Substrate Level Phosphorylation

∞ generated and posted on 2016.12.04 ∞

Donation of inorganic phosphate (Pi) from specific organic compounds to ADP to form ATP.

Substrate-Level Phosphorylation is simply the enzymatic transfer of a phosphate group from an organic molecule to adenosine diphosphate (ADP) to form adenosine triphosphate (ATP).

The production of ATP from ADP requires addition, via a condensation reaction, of a single phosphate (PO43-) to the latter. As with any condensation reaction, this process requires an input of energy. In the case of substrate-level phosphorylation, this energy is supplied by the removal of the same phosphate group from a phosphorylated organic molecule.

The process of substrate-level phosphorylation is conceptually simple. In practice, however, it is complex because specific individual chemical reactions must be catalyzed by specific individual enzymes to produce ATP.

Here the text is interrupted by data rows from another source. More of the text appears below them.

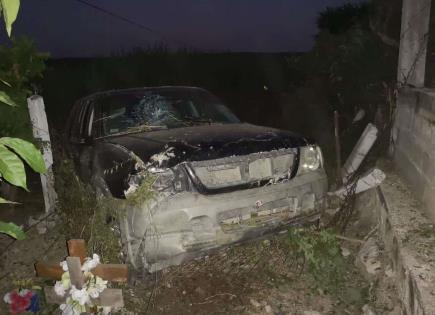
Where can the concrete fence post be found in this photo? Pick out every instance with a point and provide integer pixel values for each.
(38, 118)
(413, 42)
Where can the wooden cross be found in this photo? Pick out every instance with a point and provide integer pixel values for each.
(77, 254)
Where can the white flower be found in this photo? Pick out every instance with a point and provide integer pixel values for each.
(96, 285)
(81, 296)
(59, 288)
(71, 307)
(66, 280)
(64, 265)
(7, 298)
(106, 310)
(90, 264)
(23, 292)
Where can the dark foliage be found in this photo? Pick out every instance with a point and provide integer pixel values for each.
(341, 19)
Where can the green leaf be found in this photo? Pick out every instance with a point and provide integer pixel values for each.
(27, 151)
(4, 98)
(2, 200)
(5, 83)
(10, 12)
(12, 168)
(12, 230)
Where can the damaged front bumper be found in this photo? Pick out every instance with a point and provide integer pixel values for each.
(173, 228)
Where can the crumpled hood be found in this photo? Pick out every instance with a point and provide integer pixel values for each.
(207, 142)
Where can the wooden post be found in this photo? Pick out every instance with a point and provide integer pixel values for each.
(337, 147)
(38, 118)
(77, 252)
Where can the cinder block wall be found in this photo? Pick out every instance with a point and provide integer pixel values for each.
(414, 143)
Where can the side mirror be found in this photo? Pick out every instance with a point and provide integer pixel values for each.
(89, 140)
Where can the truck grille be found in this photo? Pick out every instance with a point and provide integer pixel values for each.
(244, 170)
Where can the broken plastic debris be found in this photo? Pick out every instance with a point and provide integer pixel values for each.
(370, 180)
(360, 151)
(163, 156)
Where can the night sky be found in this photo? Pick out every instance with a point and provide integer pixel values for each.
(69, 28)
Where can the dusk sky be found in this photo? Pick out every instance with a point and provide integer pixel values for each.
(71, 28)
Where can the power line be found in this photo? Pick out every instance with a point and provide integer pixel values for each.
(132, 22)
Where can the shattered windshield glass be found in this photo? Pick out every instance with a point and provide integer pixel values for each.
(148, 110)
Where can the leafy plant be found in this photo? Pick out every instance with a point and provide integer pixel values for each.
(320, 252)
(13, 151)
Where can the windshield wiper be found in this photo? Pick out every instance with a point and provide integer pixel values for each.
(198, 120)
(140, 128)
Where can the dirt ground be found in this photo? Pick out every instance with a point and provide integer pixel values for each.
(259, 277)
(253, 278)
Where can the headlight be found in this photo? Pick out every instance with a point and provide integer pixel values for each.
(310, 159)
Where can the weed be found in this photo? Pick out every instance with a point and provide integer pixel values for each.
(85, 216)
(321, 256)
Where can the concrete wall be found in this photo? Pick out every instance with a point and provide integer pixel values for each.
(413, 138)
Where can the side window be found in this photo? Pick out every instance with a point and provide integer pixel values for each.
(80, 126)
(74, 130)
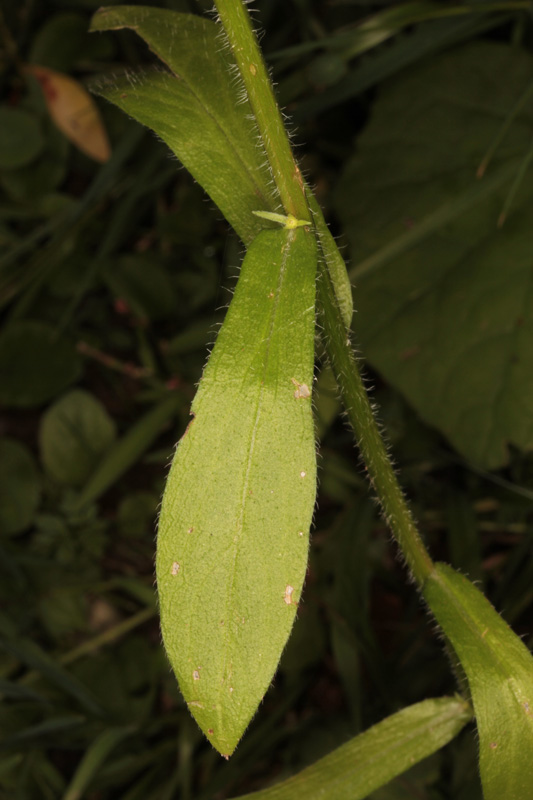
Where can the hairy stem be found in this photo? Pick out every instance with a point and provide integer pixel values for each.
(289, 182)
(374, 453)
(238, 28)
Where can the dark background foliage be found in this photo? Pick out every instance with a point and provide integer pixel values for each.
(113, 280)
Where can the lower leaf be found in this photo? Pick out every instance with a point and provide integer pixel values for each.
(499, 668)
(235, 519)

Figure legend: With substrate-level phosphorylation a specific enzyme, other than the ATP synthase involved in chemiosmosis, catalyzes the phosphorylation of ADP to generate ATP. There are two enzymes associated with glycolysis where such reactions take place – phosphoglycerate kinase and pyruvate kinase – and one associated with the Kreb's cycle, succinyl coenzyme A synthase. In the latter it is GTP rather than ATP that is immediately produced though the GTP is then converted to ATP.

Examples of substrate-level phosphorylation are the removal of inorganic phosphates from 1,3-biphosphoglycerate or phosphoenolpyruvate to form 3-phosphoglycerate or pyruvate, respectively, as well as ATP. Those substrate-level phosphorylation steps are seen in glycolysis, and substrate-level phosphorylation is also seen in the Kreb's citric acid cycle.

Key is for the starting, phosphorylated compounds, along with ADP, to possess more free energy than the same compound minus the phosphate group plus ATP.

Substrate-level phosphorylation is simply an enzymatically catalyzed chemical reaction, albeit one that yields ATP. By contrast is phosphorylation that is effected via chemiosmotic processes such as what is described as oxidative phosphorylation. The latter is a process in which ATP production involves far more individual molecular players including an electron transport chain, the generation of a proton-motive force (which requires an intact lipid bilayer and associated cellular compartmentalization), and a complex enzyme known as ATP synthase.